The future of the 2011 Bahrain Grand Prix will be decided at today's World Motor Sport Council meeting in Barcelona, with the race potentially set to slot back into the calendar later in the season.
But with numerous questions being asked about the Bahrain authorities and their handling of the political protests that caused the postponement of the race, particularly by human rights groups, Mosley believes that it would be wrong to reschedule the event.
He told the ESPN F1 website that to allow Bahrain back onto the calendar would be to paint F1 as "an instrument of repression".
"If I was president today, F1 would go to Bahrain over my dead body," Mosley, who stood down as FIA president in October 2009, bellowed.
"It cannot happen. The grand prix will be used to paint a picture of Bahrain that will be false. They will be attempting to use the grand prix to support what they are doing, almost using F1 as an instrument of repression."
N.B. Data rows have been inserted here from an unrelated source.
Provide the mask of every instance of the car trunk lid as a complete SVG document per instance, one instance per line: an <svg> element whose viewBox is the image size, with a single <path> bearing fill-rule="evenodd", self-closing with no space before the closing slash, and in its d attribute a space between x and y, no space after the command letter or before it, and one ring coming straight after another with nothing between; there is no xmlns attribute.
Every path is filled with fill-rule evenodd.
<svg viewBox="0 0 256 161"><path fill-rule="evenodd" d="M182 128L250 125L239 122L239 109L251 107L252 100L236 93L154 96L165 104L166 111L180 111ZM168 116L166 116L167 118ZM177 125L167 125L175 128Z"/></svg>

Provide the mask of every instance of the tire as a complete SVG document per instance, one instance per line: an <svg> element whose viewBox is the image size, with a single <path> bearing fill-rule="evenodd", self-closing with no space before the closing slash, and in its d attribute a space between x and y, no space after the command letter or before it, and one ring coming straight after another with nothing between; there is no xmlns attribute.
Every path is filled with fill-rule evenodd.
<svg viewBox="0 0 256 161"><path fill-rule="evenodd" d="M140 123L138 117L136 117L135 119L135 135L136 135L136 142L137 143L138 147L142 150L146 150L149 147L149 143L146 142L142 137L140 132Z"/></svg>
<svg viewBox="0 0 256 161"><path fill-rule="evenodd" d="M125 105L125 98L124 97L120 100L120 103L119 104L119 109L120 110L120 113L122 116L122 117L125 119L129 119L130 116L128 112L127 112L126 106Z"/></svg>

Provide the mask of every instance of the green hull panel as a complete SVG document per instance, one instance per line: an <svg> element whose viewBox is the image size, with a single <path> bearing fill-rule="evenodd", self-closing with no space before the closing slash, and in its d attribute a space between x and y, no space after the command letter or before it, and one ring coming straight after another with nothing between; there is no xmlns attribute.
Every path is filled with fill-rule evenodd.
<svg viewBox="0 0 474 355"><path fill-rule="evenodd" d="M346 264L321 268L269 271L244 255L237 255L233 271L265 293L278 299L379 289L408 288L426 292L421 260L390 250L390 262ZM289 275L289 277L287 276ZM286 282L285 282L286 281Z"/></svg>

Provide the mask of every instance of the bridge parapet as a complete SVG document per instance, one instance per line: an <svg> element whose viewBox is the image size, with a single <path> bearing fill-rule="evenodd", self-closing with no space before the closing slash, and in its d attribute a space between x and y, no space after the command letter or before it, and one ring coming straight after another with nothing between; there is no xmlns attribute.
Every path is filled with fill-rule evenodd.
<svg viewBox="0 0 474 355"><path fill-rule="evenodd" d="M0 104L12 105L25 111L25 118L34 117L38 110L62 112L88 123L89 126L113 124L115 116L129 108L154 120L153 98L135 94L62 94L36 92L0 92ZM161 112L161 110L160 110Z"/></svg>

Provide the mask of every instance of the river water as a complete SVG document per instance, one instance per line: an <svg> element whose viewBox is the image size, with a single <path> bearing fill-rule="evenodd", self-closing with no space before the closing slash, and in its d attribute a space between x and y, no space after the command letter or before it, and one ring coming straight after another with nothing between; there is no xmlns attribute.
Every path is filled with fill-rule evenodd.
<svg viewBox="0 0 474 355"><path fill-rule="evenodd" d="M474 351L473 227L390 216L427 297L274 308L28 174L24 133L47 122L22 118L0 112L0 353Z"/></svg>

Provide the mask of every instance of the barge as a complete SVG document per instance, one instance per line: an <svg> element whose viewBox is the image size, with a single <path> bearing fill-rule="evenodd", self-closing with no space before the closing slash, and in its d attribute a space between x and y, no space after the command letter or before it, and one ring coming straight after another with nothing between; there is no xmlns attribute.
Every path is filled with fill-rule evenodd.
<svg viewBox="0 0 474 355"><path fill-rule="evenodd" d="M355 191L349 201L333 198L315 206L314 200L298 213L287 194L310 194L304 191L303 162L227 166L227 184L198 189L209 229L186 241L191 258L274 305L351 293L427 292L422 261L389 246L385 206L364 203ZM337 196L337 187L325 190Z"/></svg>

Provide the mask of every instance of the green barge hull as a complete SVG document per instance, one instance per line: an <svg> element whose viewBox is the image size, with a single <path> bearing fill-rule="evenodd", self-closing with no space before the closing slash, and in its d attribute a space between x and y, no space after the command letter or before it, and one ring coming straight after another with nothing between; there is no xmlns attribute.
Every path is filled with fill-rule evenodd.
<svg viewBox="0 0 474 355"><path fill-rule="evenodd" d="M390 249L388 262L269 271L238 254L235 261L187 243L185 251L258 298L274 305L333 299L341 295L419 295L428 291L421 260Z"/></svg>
He added: "There is only one reason F1 is in Bahrain, and that is a political reason. To go will be a public relations disaster, and sponsors will want their liveries removed."
Meanwhile Bernie Ecclestone, who is keen to see the Bahrain race return, has insisted that the final decision will not be motivated by money concerns.
"[It is] nothing to do with money at all. Nothing, in any shape or form," he told the Reuters news agency on Friday morning ahead of the meeting.
"This has to do with whether people... I don't know, to be honest, with this occasion whether people are concerned with their safety if they go or whether people are concerned with what has happened in the past."
He added: "What has happened in that whole area, in all those countries, is not good in any way, so we will have to wait and see."
The sport is expected to make a financial loss of some $40 million if the race is cancelled altogether.